En ce qui concerne tout d’abord l’argumentation du demandeur selon laquelle l’article 6 (3) de la loi relative au droit d’asile n’aurait pas été respecté en ce que le demandeur n’aurait pas été informé par écrit et dans une langue qu’il comprenait de tous ses droits et obligations, il y a lieu de rappeler qu’aux termes de l’article 6, paragraphe 3 de la loi relative au droit d’asile : « Le demandeur est informé par écrit et, dans la mesure du possible, dans une langue dont il est raisonnable de supposer qu’il la comprend, du contenu de la procédure de protection internationale, de ses droits et obligations pendant cette procédure et des conséquences possibles en cas de non-respect de ses obligations et de non-coopération avec le ministre. » En premier lieu, il échet de constater que s’il pèse une obligation d’information sur le ministre en vertu de l’article précité, il n’en demeure pas moins que le défaut d’information n’est en tout état de cause pas de nature à justifier la reconnaissance d’un statut de protection internationale dans le chef d’un demandeur d’un tel statut.
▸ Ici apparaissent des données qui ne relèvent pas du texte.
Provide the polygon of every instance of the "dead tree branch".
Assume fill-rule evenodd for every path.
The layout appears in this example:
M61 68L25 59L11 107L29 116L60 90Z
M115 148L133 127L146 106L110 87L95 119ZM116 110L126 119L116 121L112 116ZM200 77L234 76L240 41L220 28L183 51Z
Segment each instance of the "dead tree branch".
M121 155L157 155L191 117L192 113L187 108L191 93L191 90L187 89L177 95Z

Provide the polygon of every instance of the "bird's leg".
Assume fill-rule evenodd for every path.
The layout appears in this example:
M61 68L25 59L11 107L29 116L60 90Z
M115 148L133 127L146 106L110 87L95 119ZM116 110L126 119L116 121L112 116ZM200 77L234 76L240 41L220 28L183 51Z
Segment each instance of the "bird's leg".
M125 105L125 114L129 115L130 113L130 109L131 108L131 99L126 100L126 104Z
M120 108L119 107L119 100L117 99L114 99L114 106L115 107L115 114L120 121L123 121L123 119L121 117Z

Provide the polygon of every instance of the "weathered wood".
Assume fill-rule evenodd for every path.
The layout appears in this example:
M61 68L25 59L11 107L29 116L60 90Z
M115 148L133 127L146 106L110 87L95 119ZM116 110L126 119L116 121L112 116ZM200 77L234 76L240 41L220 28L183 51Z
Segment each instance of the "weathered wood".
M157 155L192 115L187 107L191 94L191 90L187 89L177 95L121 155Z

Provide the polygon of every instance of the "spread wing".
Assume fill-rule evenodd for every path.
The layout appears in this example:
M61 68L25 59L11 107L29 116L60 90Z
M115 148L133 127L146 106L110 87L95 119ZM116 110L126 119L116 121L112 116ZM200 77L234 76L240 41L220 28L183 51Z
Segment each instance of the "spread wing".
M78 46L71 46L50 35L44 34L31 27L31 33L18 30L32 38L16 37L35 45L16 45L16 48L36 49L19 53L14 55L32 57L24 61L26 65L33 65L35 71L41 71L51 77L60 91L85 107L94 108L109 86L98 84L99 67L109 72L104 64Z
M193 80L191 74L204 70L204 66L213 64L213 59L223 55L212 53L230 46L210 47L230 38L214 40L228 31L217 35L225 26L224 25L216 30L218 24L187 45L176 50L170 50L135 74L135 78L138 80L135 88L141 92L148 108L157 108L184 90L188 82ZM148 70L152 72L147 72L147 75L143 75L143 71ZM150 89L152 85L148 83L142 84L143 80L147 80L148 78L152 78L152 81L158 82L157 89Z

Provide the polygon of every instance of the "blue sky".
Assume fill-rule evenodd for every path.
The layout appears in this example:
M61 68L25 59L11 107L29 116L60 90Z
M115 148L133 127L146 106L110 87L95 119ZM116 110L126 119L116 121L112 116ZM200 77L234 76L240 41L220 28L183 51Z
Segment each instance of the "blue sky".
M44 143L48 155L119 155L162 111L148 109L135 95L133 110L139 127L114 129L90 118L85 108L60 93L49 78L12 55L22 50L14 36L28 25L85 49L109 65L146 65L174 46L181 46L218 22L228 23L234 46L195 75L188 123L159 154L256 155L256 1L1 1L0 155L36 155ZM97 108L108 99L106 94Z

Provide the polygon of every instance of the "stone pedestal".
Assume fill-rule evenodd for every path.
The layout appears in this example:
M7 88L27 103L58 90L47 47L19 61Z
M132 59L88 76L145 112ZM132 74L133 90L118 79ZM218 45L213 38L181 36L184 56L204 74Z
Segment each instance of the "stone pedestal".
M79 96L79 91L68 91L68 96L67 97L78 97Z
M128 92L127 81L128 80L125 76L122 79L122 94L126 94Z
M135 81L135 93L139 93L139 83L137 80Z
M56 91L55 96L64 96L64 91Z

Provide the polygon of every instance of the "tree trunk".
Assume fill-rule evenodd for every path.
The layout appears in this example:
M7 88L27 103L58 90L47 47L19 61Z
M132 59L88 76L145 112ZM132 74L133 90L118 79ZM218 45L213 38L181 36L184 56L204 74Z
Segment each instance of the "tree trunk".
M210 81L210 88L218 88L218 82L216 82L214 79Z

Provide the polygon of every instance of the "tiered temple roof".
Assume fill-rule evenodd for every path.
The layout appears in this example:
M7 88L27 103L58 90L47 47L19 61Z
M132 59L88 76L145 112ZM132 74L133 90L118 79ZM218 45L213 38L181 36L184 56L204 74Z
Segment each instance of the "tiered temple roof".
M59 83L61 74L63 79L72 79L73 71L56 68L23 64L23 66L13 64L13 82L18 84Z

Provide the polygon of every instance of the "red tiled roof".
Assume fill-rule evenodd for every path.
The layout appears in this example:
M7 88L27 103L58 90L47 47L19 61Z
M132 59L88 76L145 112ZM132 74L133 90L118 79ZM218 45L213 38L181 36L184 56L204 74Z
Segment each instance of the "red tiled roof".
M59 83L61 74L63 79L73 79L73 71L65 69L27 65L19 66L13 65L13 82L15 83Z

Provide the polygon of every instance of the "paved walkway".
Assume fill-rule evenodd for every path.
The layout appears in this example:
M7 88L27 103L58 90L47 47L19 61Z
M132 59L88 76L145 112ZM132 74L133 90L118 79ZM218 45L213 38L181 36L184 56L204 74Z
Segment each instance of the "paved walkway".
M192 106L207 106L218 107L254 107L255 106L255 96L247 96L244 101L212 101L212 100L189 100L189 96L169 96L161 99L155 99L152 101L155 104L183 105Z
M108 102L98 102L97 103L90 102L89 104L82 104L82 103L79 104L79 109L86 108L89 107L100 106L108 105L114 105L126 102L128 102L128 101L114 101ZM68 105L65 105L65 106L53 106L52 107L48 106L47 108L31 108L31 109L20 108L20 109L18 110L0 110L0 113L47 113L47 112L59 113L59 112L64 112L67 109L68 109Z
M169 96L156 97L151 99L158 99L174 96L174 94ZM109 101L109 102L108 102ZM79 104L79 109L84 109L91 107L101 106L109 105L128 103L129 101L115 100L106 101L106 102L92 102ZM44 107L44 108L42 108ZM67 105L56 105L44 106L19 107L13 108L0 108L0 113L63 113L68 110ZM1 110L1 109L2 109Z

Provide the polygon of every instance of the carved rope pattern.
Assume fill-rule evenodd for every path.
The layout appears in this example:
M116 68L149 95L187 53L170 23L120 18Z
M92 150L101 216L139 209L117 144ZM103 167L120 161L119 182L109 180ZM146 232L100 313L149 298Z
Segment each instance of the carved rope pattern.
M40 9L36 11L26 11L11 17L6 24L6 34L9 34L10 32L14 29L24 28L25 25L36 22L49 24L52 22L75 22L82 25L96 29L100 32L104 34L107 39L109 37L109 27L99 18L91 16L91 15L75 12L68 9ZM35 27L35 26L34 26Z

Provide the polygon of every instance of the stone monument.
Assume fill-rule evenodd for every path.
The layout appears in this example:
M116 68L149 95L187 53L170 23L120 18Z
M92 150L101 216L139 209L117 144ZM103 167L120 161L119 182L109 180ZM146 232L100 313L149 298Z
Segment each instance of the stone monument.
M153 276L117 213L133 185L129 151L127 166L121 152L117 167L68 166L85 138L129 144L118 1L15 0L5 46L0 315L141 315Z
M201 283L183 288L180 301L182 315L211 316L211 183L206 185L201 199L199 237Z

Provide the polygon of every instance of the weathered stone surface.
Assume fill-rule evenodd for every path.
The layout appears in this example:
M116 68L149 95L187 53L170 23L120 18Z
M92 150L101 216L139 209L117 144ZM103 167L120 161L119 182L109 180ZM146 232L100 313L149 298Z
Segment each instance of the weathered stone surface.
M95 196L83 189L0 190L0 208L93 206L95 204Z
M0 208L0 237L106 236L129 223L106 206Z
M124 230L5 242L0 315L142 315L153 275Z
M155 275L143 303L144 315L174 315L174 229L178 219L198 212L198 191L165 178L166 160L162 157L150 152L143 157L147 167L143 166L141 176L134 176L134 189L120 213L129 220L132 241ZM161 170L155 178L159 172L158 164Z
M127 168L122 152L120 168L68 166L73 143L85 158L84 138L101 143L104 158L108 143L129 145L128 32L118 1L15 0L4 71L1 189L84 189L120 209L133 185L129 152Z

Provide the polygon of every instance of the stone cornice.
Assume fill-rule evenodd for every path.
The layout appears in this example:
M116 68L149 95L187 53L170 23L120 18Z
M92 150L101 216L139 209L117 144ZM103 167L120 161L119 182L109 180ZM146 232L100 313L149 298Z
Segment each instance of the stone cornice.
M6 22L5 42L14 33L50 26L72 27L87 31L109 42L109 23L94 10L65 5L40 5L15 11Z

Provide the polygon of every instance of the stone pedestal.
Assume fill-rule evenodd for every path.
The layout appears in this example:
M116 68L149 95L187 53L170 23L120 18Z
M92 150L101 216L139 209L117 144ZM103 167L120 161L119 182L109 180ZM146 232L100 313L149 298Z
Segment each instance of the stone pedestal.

Par ailleurs, le tribunal est amené à constater qu’il ressort des pièces versées au dossier et notamment d’un accusé de réception signé par le demandeur le 27 août 2007, jour du dépôt de sa demande de protection internationale, qu’une brochure d’information pour demandeurs de protection internationale lui a été remise et qu’il en a pris connaissance. Par ailleurs, il ressort des déclarations du demandeur telles qu’actées au rapport d’audition, ainsi que des explications du mandataire du demandeur fournies lors de l’audience des plaidoiries que le demandeur parle le français. Si désormais, il ne ressort pas du prédit accusé de réception dans quelle langue la brochure d’information avait été remise au demandeur, il échet toutefois de constater que ledit accusé de réception est rédigé en langue française et que le demandeur y a indiqué avoir pris connaissance de la brochure d’information. Enfin, le demandeur ne conteste pas avoir reçu la version française de la brochure d’information de sorte qu’il a y lieu de constater que le demandeur a reçu la brochure dans une langue dont il est raisonnable de supposer qu’il la comprend. Quant au contenu de ladite brochure, le tribunal est amené à constater que c’est à tort que le demandeur la qualifie de « simple formulaire d’informations générales ». En effet, l’analyse d’un exemplaire français de la brochure versé au dossier permet de constater qu’elle comporte sur un total de 26 pages des informations sur le dépôt de la demande d’asile, l’instruction de la demande d’asile, le contenu de la protection internationale, la perte de la protection internationale ainsi que le retour dans le pays d’origine, en indiquant de façon claire et précise, le cas échéant, même à l’aide de schémas et d’encadrés, aux demandeurs de protection internationale leurs droits et devoirs au sens de l’article 6 (3) de la loi relative au droit d’asile.
Les droits de la défense du demandeur n’ont donc pas été violés en l’espèce.
Partant, le moyen tiré du non-respect de l’article 6 (3) de la loi relative au droit d’asile est à rejeter pour ne pas être fondé.
Quant au moyen tiré du fait que le ministre n’aurait pas rapporté la preuve suffisante que le pays d’origine du demandeur serait sûr au sens de l’article 21 de la loi relative au droit d’asile, il y a lieu de constater, en premier lieu, qu’aux termes dudit article :
« (1) Un pays peut être désigné comme pays d’origine sûr pour les besoins de l’examen de la demande de protection internationale.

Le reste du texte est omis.